Did you ever write a letter to Santa asking for a specific toy? To Wonder Woman asking if she’d come visit your school?

Now, I want you to place yourself in the shoes of the elf that has to sort through all those letters to Santa, the one who actually responds to every letter, never receiving any credit. Imagine you are an adult trying to convince Wonder Woman to end things with Superman because, as a lifelong fan, you believe he belongs with Lois Lane!

Several writers have returned to the epistolary form, writing letters to the figures they met during their childhood. The results of these letters are oftentimes humorous but also reveal moments of disappointment, concern, and unanswered questions that the narrator has carried with them into adulthood.

Read: An Open Letter to Santa Claus Regarding His Travel Plans by Sila Puhl

Notice how the narrator addresses Santa at the beginning. We are no longer witnessing the age of “Dear Santa,” suggesting an amount of informality. Instead, the narrator is on familiar enough terms to go without the formal greeting, “Dear Mr. Claus.”

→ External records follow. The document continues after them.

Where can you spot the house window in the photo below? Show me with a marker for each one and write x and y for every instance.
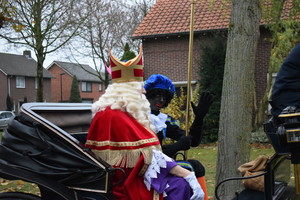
(20, 82)
(86, 87)
(100, 87)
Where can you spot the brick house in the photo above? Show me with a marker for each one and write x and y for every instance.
(90, 86)
(18, 80)
(165, 37)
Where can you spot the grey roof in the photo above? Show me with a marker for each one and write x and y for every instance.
(81, 71)
(20, 65)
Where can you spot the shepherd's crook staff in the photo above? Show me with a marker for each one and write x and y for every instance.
(190, 62)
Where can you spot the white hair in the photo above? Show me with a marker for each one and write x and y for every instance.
(127, 97)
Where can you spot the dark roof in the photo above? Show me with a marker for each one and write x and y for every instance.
(172, 17)
(20, 65)
(81, 71)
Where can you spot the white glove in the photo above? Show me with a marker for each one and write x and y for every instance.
(198, 193)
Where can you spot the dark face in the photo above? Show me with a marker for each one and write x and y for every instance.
(157, 102)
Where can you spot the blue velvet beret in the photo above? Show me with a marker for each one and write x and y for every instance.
(159, 81)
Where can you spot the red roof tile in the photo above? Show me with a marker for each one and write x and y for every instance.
(173, 16)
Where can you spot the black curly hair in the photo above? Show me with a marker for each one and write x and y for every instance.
(155, 91)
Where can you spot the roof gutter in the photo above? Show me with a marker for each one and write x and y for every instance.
(174, 34)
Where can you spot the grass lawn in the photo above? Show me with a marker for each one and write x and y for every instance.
(206, 154)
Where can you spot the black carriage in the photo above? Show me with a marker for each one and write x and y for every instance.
(44, 145)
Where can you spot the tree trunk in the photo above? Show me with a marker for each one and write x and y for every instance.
(237, 103)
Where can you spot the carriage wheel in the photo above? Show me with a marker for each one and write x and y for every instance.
(18, 196)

Then, halfway through, the narrator reminds Jolly St. Nick that he’s at risk too.

Mr. Claus, this is about your risk level, too. The virus affects the elderly most severely and you are 1,749 years old. Your diet consists mainly of baked goods. I don’t even want to think about how low your Vitamin D levels are by December, what with the lack of sunlight in the North Pole. And handling all that coal cannot be good for your lungs. Frankly, your odds don’t look great.

Humor aside, Puhl introduces several valid and recognizable points. Remember our previous prompt, taking the imaginary and bringing them into reality? Puhl points out several character flaws within Santa Claus that would not equate to the healthiest lifestyle, especially during a pandemic, and brings them to the forefront in their argument as to why Santa can pass their house this year.

In fact, Puhl takes this a step further, critiquing Santa’s workspace. How we just sing about Rudolph’s red nose but never question the medical implications that have led his nose to be this particular hue. The elves, who are probably overworked, are also in close proximity to one another which is not conducive during a pandemic. In combining the problems of reality, the conflicts that are taking place during present day, Puhl is adding tension to this letter.

To keep you accountable, the Grinch has agreed to monitor your activity in the North Pole. He has been socially distancing on top of Mount Crumpit since long before the start of the pandemic and will stay a thirty-nine-and-a-half foot pole length away from others at all times.